Before either could, the teacher finally walked into the classroom. "Is there a problem here?"

'_No shit, genius!'_ I think to myself, resisting the incredible urge to roll my eyes at the moment.

"Zach, is there something wrong?" He and Cameron were still glaring at each other. I think he was getting a little nervous too, because of the look on Cameron's face, making me laugh mentally again.

"No, sir. There's no problem." Zach tells the teacher, returning to his seat.

"Alright, good then. Sorry I'm late. Cameron, Neil sit down." He tells them sternly. Figures he'd be a jerk to them, and not the others. "Okay, everyone settle down. Get out your books and turn to page 127."

I sit back down, grab my bag, and shove my notebook as far into it as I can.
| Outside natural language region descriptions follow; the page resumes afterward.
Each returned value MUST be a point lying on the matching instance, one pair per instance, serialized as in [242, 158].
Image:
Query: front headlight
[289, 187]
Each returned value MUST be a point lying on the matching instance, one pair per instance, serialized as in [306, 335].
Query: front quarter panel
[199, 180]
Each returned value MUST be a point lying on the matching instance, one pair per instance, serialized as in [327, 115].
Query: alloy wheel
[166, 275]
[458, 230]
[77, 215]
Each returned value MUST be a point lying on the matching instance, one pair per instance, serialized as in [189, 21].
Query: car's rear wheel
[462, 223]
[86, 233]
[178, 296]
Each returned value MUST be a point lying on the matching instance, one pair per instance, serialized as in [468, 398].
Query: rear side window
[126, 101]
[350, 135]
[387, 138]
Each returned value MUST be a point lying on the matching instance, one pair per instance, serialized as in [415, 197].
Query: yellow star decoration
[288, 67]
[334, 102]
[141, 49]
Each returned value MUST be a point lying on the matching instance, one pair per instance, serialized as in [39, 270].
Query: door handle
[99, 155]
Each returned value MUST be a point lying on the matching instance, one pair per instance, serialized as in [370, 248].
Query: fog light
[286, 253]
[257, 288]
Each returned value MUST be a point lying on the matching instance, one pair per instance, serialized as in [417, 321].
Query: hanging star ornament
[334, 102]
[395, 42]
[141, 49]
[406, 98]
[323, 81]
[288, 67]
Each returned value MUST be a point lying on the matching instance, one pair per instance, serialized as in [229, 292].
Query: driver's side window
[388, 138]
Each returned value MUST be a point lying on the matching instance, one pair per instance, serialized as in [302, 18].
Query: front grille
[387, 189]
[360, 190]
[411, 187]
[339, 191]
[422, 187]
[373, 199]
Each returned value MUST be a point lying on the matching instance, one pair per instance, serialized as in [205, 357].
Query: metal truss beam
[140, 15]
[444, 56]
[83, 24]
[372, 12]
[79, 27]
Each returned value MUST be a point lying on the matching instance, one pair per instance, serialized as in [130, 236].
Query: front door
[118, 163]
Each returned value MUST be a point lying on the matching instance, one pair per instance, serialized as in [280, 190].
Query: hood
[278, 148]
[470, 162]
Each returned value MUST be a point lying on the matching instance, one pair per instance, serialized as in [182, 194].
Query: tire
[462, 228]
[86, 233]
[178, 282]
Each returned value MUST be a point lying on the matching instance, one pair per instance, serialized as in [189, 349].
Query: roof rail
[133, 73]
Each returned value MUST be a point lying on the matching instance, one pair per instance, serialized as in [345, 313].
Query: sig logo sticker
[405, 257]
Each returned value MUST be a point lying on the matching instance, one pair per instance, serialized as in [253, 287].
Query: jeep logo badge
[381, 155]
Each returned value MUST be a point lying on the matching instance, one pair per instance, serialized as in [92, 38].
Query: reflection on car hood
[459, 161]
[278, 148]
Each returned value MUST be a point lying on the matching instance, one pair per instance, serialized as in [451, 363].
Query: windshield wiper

I don't really care if it gets wrinkled right now. I'm too pissed off and freaked out about everyone hearing what I wrote to care.

As I take out my English book, I look up to glance in Cameron's direction. He still looks pretty mad, and is probably disappointed he didn't get the chance to punch Zach in the face.

Of course he feels me looking at him, and catches my eye before I can turn back around. This time he gives more of a smile than a smirk, and nods at me. I smile back, and look down at my book before he can notice the blush that I can feel rising.

He seems to make me do that quite a bit lately.